Computers aansluiten die zich op 2 verschillende subnetten bevinden

...

Routers gebruiken het IP-adres om gegevens te lokaliseren en door te sturen tussen apparaten op verschillende netwerken.

Subnetwerken, of subnetten, worden gemaakt door een enkel privéadresbereik te nemen en dit op te splitsen in meerdere afzonderlijke netwerken met behulp van een subnetmasker. Een dergelijke verdeling wordt vaak gebruikt in grote bedrijven om netwerkbeheerders te helpen de toegang te verdelen over verschillende gevoelige netwerkbronnen.
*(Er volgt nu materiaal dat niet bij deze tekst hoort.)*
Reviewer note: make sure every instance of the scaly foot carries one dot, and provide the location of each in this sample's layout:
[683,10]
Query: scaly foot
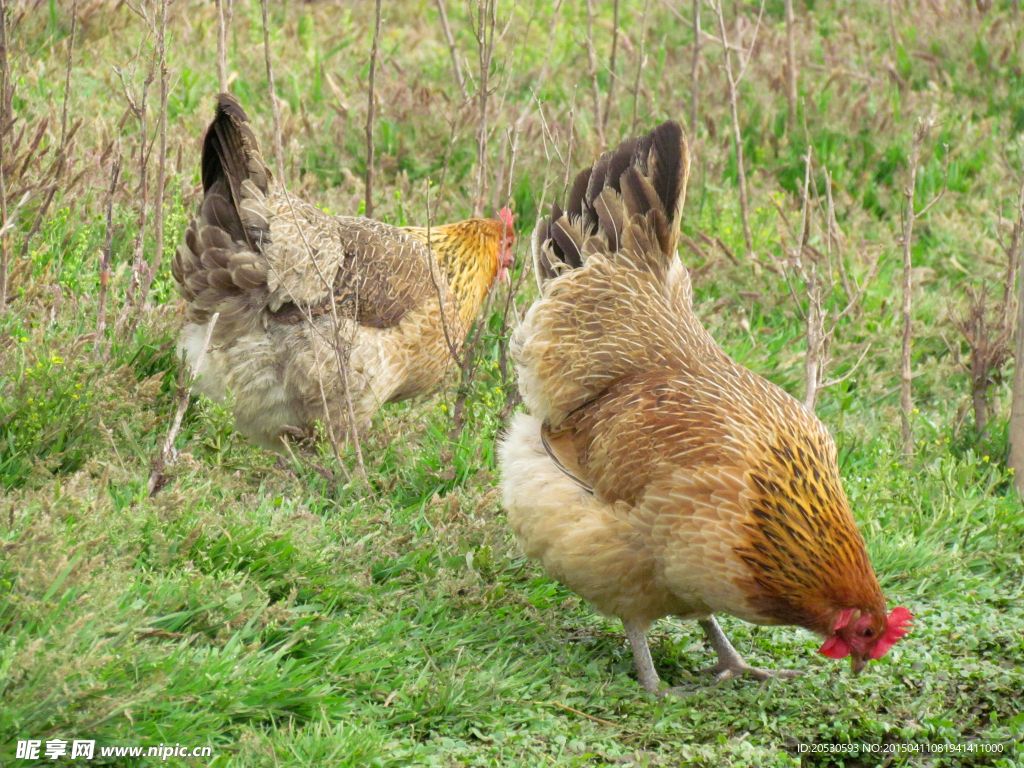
[730,664]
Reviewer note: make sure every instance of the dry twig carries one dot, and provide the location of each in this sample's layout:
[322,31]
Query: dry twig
[167,455]
[369,197]
[104,261]
[910,216]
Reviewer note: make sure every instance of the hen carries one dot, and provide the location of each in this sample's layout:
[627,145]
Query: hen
[311,303]
[653,475]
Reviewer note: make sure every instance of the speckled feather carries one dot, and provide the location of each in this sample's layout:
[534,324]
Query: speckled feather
[285,276]
[710,488]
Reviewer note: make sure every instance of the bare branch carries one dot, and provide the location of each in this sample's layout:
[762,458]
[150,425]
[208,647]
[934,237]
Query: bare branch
[158,217]
[71,56]
[369,194]
[279,150]
[906,397]
[791,65]
[641,61]
[695,72]
[611,69]
[736,137]
[222,45]
[5,87]
[450,39]
[104,262]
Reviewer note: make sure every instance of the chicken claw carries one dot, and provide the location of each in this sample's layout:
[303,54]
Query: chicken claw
[730,664]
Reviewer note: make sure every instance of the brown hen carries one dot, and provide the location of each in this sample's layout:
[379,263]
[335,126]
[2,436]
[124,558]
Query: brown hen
[653,475]
[308,301]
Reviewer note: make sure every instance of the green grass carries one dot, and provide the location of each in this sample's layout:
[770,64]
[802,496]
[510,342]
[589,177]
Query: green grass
[288,615]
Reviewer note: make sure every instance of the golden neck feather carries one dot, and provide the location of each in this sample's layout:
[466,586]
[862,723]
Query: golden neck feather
[467,252]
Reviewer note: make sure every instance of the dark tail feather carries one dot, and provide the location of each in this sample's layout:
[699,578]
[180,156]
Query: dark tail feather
[231,156]
[643,177]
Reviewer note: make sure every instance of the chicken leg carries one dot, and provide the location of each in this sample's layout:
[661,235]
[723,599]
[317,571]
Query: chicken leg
[730,664]
[637,635]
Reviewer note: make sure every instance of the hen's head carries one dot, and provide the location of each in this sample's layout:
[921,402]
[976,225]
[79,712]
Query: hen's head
[865,637]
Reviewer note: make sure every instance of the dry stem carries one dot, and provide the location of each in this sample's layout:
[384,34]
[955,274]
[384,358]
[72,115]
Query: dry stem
[483,30]
[450,39]
[369,196]
[642,59]
[592,64]
[104,261]
[906,395]
[279,150]
[4,87]
[737,140]
[1016,459]
[158,204]
[611,69]
[71,52]
[695,72]
[791,65]
[221,46]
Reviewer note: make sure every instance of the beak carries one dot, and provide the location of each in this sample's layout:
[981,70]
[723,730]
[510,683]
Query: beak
[857,663]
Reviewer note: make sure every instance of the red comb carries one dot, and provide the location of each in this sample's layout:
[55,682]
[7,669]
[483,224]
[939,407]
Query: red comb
[835,647]
[897,626]
[844,619]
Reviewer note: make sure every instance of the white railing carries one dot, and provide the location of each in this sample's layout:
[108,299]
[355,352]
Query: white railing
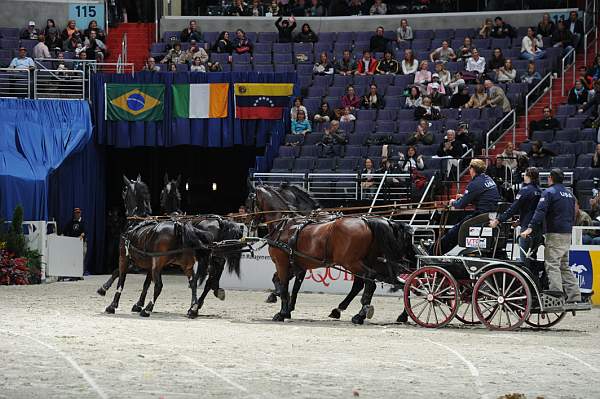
[512,114]
[564,69]
[64,84]
[15,83]
[535,91]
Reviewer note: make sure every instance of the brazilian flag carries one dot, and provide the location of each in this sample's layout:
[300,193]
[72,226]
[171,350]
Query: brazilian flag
[134,102]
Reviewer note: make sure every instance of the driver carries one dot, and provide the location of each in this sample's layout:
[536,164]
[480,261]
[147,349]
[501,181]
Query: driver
[482,192]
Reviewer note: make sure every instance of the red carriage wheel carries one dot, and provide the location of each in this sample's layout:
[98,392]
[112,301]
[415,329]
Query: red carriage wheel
[431,297]
[502,299]
[545,320]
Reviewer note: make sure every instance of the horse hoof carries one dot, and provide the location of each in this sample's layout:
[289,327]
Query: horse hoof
[278,317]
[272,298]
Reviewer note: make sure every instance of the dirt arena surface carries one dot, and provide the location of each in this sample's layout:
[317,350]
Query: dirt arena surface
[56,342]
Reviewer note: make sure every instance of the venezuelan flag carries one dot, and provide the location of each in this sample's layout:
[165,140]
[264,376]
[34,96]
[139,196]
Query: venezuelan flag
[134,102]
[261,100]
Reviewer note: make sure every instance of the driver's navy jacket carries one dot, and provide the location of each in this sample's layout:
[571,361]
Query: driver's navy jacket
[524,205]
[482,192]
[557,209]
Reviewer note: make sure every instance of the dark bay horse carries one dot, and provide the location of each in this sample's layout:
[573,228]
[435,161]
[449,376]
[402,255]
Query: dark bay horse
[371,248]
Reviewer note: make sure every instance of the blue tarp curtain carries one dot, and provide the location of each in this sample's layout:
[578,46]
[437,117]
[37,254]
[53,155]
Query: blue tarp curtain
[225,132]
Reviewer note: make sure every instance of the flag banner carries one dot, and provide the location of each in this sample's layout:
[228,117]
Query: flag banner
[261,100]
[134,102]
[205,100]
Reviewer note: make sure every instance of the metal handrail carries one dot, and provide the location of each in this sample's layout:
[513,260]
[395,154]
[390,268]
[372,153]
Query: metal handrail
[563,70]
[532,91]
[497,125]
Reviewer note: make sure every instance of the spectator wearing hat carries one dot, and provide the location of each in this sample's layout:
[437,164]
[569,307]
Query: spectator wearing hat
[30,32]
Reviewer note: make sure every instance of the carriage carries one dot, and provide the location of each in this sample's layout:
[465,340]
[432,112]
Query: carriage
[482,285]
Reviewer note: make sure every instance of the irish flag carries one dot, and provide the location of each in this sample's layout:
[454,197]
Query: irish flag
[204,100]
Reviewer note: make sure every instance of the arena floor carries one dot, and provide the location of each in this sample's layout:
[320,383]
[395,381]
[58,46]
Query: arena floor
[56,342]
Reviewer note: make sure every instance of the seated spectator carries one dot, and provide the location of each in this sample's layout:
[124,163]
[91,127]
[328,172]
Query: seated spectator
[548,122]
[404,32]
[409,64]
[464,51]
[427,110]
[94,47]
[191,33]
[301,125]
[175,56]
[93,26]
[578,95]
[323,66]
[378,43]
[496,96]
[378,8]
[475,64]
[346,65]
[596,157]
[501,29]
[531,77]
[496,61]
[411,161]
[531,46]
[562,37]
[347,116]
[41,50]
[298,106]
[546,26]
[422,135]
[388,65]
[350,99]
[367,65]
[373,99]
[22,61]
[540,156]
[69,31]
[423,76]
[31,32]
[238,9]
[151,65]
[223,44]
[444,53]
[486,28]
[285,29]
[241,44]
[414,98]
[461,98]
[479,99]
[306,35]
[510,156]
[324,114]
[507,73]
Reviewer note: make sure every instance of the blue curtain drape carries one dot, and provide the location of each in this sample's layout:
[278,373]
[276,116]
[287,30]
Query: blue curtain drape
[225,132]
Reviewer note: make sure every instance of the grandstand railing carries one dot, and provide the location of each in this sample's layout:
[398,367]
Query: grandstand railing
[15,83]
[564,69]
[67,84]
[534,91]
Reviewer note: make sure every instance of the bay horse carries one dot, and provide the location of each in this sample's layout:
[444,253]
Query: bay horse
[371,248]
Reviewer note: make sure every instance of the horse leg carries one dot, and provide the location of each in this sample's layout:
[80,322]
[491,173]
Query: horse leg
[366,312]
[140,303]
[157,278]
[297,284]
[357,286]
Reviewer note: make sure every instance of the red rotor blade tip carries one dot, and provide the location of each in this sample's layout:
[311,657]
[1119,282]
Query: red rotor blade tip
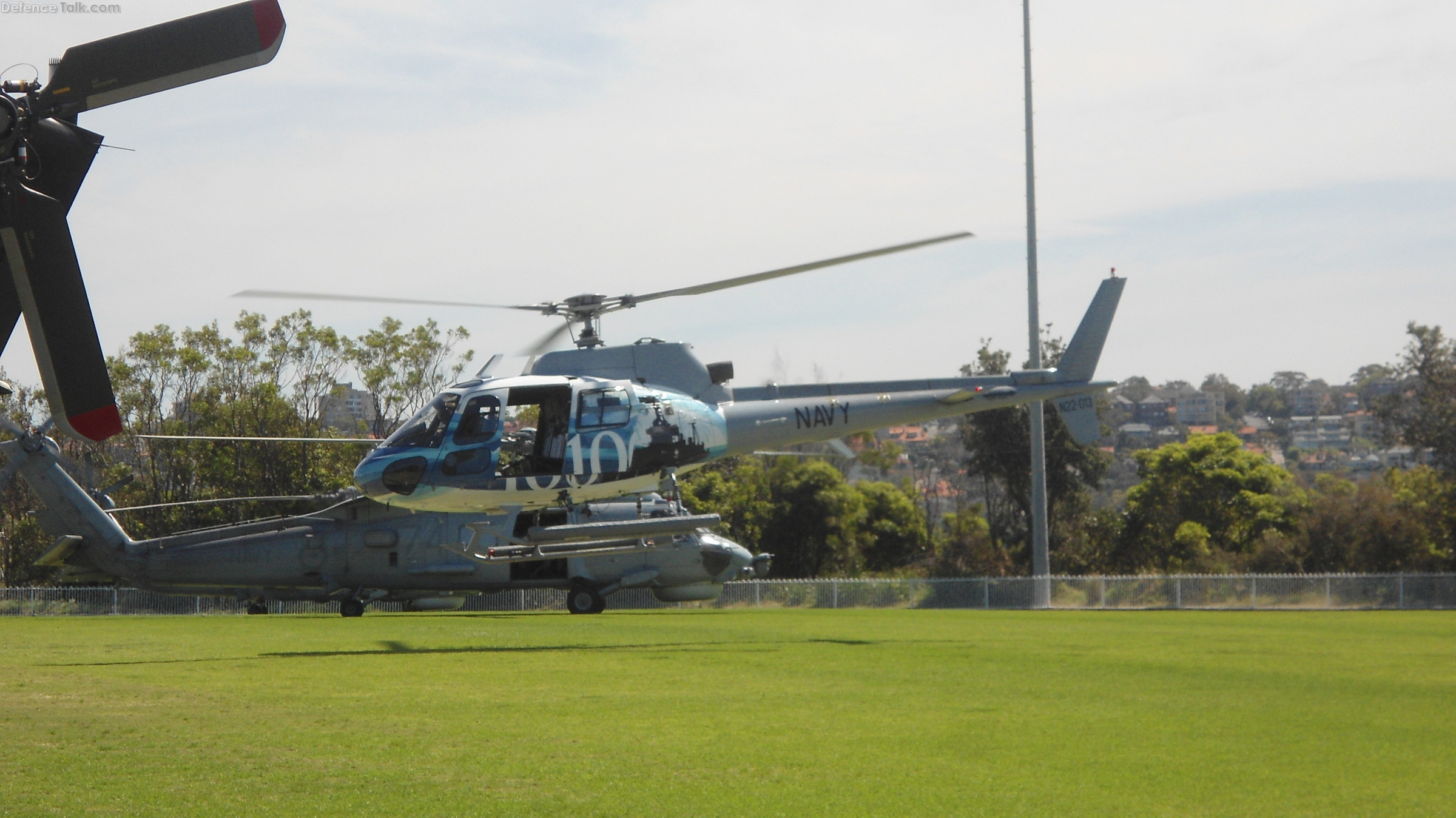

Computers die zich op verschillende subnetten bevinden, moeten mogelijk rechtstreeks met elkaar communiceren. Om dit te bereiken, moeten de twee machines zijn verbonden met een router, die informatie kan doorsturen op basis van routeerbare IP-adressen.

Stap 1

Verbind de computers met het netwerk. Zorg ervoor dat elke verbinding uiteindelijk een router of een routeerbare switch bereikt.

Video van de dag

Stap 2

Verbind de routers met elkaar. Deze stap is alleen nodig als de twee afzonderlijke subnetten zijn verbonden met twee fysiek gescheiden routers. Als de twee routers geen beschikbare, routeerbare interace hebben, moeten ze worden verbonden met een derde, tussentijdse "core"-router, ontworpen om de routering tussen de andere routers en alles buiten die netwerken af ​​te handelen.

Stap 3

Schakel een routeringsprotocol in de router van elk subnet in. Opties zijn onder meer Routing Information Protocol (RIP), Open Shortest Path First (OSPF) of, op Cisco-gebaseerde switches, Interior Gateway Routing Protocol (IGRP).

Stap 4

Geef de routeringstabellen de tijd om bij te werken. Routeringsprotocollen maken aan naburige routers bekend met welke netwerken ze rechtstreeks zijn verbonden. Op deze manier krijgt elke router een afbeelding van netwerken waarmee ze indirect zijn verbonden (d.w.z. ze zijn verbonden met een router die is verbonden met een bestemmingsnetwerk). Wanneer alle direct aangesloten routers up-to-date informatie hebben over naburige routers en hun aangesloten routers netwerken, wordt dit 'convergentie' genoemd. Hoe complexer het netwerk, hoe langer het duurt voor convergentie gebeuren.

Stap 5

Log in op een van de computers op een subnet en geef een traceroute-opdracht aan de computer op het andere subnet. Hiermee kunt u zien dat de communicatie naar behoren functioneert en dat de informatie de juiste pad (elke gerouteerde interface, of "hop", wordt vermeld als onderdeel van de route van het pakket genomen). Om een ​​traceroute in Windows uit te geven, opent u de opdrachtprompt en typt u "tracert [IP-adres]", waarbij [IP-adres] het adres is van de computer op het andere subnet.

Dingen die je nodig hebt

  • Router of routeerbare switch

  • Computer

  • Ethernet- of consolekabel

Tip

IP-routering is een zeer aanpasbaar en gecompliceerd proces. Hoewel deze handleiding een algemeen overzicht geeft van hoe twee subnetten theoretisch zijn verbonden, zijn de daadwerkelijke opdrachten en de gemaakte verbindingen sterk afhankelijk van de netwerkconfiguratie.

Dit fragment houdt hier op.